Theodor Adorno’s Concept of Negative Aesthetic Experience

Vsevolod V. Alipov
Year: 2024
UDK: 7.01(430)
Pages: 129–137
Language: russian
Section: Philosophy
Keywords: Theodor Adorno, aesthetic experience, modernism, modernist art, constellation thinking, alienation, negation, Arnold Schoenberg
Abstract
This article attempts to present Theodor Adorno’s concept of negative aesthetic experience, which is the logical continuation of development of his negative dialectics theory. In this concept, social substance of a human is dialectically connected with his inherent ability for negation, and that is why it can help to better understand both the contradictory essence of the modernist music and the art as a whole.
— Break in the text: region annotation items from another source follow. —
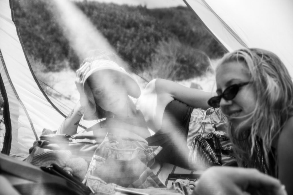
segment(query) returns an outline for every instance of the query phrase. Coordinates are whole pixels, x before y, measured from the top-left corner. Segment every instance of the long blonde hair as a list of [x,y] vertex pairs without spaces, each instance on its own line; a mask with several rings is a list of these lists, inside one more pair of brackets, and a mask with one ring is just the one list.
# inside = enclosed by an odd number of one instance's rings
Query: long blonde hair
[[248,70],[256,98],[252,114],[241,124],[250,123],[250,130],[237,133],[237,129],[228,122],[237,162],[240,166],[255,168],[276,177],[277,154],[272,150],[272,142],[293,115],[291,78],[279,58],[265,50],[245,49],[229,53],[217,68],[235,61],[243,63]]

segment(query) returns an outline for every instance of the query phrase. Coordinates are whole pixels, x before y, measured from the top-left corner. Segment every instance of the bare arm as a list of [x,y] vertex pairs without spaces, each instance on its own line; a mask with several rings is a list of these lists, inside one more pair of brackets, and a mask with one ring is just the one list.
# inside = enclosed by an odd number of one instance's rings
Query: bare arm
[[224,166],[205,171],[193,192],[194,195],[287,194],[280,181],[256,169]]
[[79,93],[79,101],[76,105],[68,115],[63,121],[56,133],[59,134],[68,134],[72,135],[76,133],[79,121],[84,113],[88,100],[82,87],[85,75],[88,71],[89,64],[86,63],[76,71],[74,82]]
[[175,82],[157,79],[151,81],[143,91],[137,103],[148,125],[156,132],[161,126],[166,106],[174,99],[195,108],[206,109],[212,93],[191,89]]
[[293,117],[289,119],[281,132],[278,142],[279,178],[288,194],[293,194]]
[[72,135],[76,133],[79,121],[84,112],[84,108],[79,102],[60,125],[56,134]]

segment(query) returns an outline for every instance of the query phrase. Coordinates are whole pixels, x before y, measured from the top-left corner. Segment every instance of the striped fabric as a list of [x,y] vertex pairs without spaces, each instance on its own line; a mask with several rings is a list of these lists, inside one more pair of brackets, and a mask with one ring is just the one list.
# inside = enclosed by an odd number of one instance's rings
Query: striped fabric
[[62,168],[71,157],[69,150],[52,150],[36,146],[25,161],[37,167],[48,167],[54,164]]
[[190,169],[202,170],[215,165],[235,164],[226,123],[219,108],[193,110],[187,136]]

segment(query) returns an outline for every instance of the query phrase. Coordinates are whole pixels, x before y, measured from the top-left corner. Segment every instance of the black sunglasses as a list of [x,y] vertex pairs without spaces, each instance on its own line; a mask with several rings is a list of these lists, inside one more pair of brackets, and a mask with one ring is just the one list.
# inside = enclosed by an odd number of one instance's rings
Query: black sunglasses
[[207,101],[207,103],[210,106],[213,108],[218,108],[220,107],[220,102],[223,98],[226,100],[231,100],[235,97],[237,93],[239,91],[239,88],[241,87],[246,85],[250,82],[246,82],[242,83],[235,84],[229,86],[226,88],[222,94],[218,96],[213,97]]

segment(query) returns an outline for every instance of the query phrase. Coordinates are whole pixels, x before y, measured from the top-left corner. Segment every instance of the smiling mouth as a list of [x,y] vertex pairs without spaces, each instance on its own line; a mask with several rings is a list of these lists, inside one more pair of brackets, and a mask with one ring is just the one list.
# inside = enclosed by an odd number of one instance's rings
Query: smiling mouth
[[235,117],[238,116],[240,113],[241,112],[241,111],[237,111],[236,112],[234,112],[231,113],[227,114],[227,115],[229,117]]

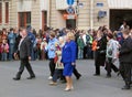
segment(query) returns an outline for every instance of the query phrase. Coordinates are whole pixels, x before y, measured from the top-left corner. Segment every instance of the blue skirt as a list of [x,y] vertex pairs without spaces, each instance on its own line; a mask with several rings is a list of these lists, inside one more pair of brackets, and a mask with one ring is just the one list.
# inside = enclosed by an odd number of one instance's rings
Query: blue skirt
[[74,71],[74,66],[72,65],[72,63],[64,63],[64,71],[63,71],[64,76],[72,76],[73,71]]

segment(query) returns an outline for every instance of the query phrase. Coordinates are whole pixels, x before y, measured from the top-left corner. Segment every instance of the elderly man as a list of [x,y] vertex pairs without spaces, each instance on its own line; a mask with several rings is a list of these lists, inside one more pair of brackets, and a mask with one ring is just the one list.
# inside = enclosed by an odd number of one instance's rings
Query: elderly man
[[[28,79],[35,78],[35,74],[32,71],[31,64],[29,63],[29,60],[31,60],[31,41],[28,36],[26,29],[22,29],[20,32],[22,39],[19,43],[19,52],[20,52],[20,60],[21,60],[21,65],[19,68],[19,72],[16,73],[16,76],[13,78],[14,80],[20,80],[21,75],[24,71],[24,66],[26,67],[28,72],[30,73],[30,77]],[[18,52],[16,51],[16,52]],[[16,53],[14,53],[15,55]]]

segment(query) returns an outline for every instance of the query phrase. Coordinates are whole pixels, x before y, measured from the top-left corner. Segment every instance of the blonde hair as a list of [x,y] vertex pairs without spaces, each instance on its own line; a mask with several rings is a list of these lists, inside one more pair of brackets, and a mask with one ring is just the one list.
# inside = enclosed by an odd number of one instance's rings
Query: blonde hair
[[68,32],[68,33],[66,34],[66,36],[67,36],[69,40],[75,40],[75,35],[74,35],[74,33],[72,33],[72,32]]

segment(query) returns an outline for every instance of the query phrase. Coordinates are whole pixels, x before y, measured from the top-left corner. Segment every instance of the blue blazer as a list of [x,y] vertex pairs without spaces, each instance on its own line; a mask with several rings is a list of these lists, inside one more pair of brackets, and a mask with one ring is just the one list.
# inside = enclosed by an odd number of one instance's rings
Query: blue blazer
[[77,45],[75,41],[70,41],[69,43],[66,42],[62,52],[62,63],[75,63],[76,51],[77,51]]

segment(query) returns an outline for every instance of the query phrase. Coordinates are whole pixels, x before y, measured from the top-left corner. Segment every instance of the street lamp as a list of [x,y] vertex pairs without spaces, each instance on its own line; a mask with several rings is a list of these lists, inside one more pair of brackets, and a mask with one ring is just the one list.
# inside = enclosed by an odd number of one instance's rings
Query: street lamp
[[78,17],[79,17],[79,0],[76,0],[76,28],[78,26]]

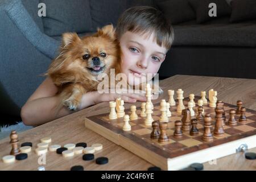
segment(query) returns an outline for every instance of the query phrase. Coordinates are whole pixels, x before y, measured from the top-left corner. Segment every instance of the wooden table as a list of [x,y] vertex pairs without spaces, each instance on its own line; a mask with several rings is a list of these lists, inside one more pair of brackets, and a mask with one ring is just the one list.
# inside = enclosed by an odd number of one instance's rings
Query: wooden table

Artem E. Radeev’s concept of the aesthetic experience is used as a methodology. According to this concept, the aesthetic experience is a process, which has three consecutive components: aesthetic relation, aesthetic event and aesthetic effect. The author of the article explores Adorno’s constellation type of thinking, which supposes equal distance of all perception objects from the subject. Every element does not follow the previous one, so it breaks the continuality of the logical construct. The article also explores the contradictory nature of art. On the one hand, it is the product of social relations; on the other, it embodies alienation from society. Adorno suggests that apparently calm and balanced artistic images are explosions of the forces at work within them. Their antinomies reflect fierce contradictions of our world. Adorno’s concept of negative aesthetic experience is developed on the basis of the above-noted methodology at the end of the article. It can also be presented as three consecutive components. This concept can be used in analyzing any work of art, which does not follow social standards and demands.